After I got released from hospital, I was on 20 antibiotics a day, a shitload of drugs – that's when I realised how bad it was. I asked what would happen if I relapsed, and they said I’d go downhill immediately and be really severe so to get back to hospital quickly if that happened.
The weird thing, which I didn’t know about, is that about a week after you get TSS, the skin on your palms and soles of your feet all peels off. My hands started first – I’m talking like a shedding snake, it was disgusting. My feet started a week ago and they're still at the stage of being revolting so it’s not a pretty sight underneath my socks.
I called Mum and said, "Um, my hands are peeling, am I going to lose my hands?" She told me it's a common side-effect.
I asked the doctors about using tampons in the future and they said obviously not for a few months; after that they didn't say yes but they didn't say no either. It was more like "be careful" and "try and use alternatives", which is actually a life sentence because panty pads are the pits and you don’t realise how much freedom a tampon gives you until you can’t use it. So I'm going to invest in a Mooncup and see how that goes. I got those period knickers too but they’re only good at the end of your period.
I think I'll be fine but I can get it again; having TSS once doesn't make you immune.

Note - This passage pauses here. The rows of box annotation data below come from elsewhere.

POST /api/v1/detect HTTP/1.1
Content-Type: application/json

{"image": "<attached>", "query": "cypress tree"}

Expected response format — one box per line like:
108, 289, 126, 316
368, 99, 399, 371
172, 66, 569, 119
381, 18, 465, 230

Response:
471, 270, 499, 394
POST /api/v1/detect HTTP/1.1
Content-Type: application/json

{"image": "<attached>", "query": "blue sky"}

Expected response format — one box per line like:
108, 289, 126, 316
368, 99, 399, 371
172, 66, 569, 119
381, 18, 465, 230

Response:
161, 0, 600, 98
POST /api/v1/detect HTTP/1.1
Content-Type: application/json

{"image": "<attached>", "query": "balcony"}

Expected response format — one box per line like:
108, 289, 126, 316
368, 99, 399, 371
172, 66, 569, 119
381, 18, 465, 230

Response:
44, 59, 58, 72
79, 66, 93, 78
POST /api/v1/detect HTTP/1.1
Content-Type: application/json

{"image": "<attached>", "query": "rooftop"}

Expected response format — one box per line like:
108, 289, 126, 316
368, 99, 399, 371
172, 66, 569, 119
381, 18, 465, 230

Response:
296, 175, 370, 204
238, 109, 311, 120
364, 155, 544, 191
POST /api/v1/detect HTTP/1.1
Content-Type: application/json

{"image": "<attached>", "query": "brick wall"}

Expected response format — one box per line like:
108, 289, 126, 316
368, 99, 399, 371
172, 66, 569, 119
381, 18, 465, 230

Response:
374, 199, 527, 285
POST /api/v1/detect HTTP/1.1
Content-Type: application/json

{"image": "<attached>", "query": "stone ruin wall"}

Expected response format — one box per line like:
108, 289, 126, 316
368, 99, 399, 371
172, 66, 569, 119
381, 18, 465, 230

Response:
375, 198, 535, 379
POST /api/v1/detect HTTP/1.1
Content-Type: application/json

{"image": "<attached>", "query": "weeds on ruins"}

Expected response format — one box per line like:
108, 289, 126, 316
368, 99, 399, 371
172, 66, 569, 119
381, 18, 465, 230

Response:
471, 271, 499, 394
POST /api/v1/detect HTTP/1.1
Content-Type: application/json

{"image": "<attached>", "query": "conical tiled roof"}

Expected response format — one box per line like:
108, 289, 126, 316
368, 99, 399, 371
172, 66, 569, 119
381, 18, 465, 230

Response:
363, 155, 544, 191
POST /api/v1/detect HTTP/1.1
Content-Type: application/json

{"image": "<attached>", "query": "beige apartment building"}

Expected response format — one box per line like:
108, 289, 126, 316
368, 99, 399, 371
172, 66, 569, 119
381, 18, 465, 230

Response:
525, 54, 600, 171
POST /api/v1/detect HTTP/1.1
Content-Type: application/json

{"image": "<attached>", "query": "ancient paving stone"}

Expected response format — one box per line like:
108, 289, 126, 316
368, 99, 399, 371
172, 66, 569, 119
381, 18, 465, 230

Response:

Everyone asks, "How long was your tampon in for?" I’d used a tampon for maybe four to five hours at a time on the flight, so it wasn’t that long. The doctor said it's a combination of things – bacteria and germs, body temperature and maybe an abrasion on the lining [of my vagina] that I didn’t know about.
If I could get anything out of it, it would be for girls to know the symptoms of TSS. It’s not about scaring people off using tampons, it's about women being aware of the symptoms.
All the people I’ve told about it have been shocked because they think TSS is an urban myth, but it’s written on every tampon box. I don’t know where or why I read about TSS before – I could have been killing time while I was in the toilet and reading the side of the tampon box – but all I remember it saying is "fever-like symptoms". If I hadn't remembered that it could have been a very different 2018 for me.
This interview has been edited for length and clarity.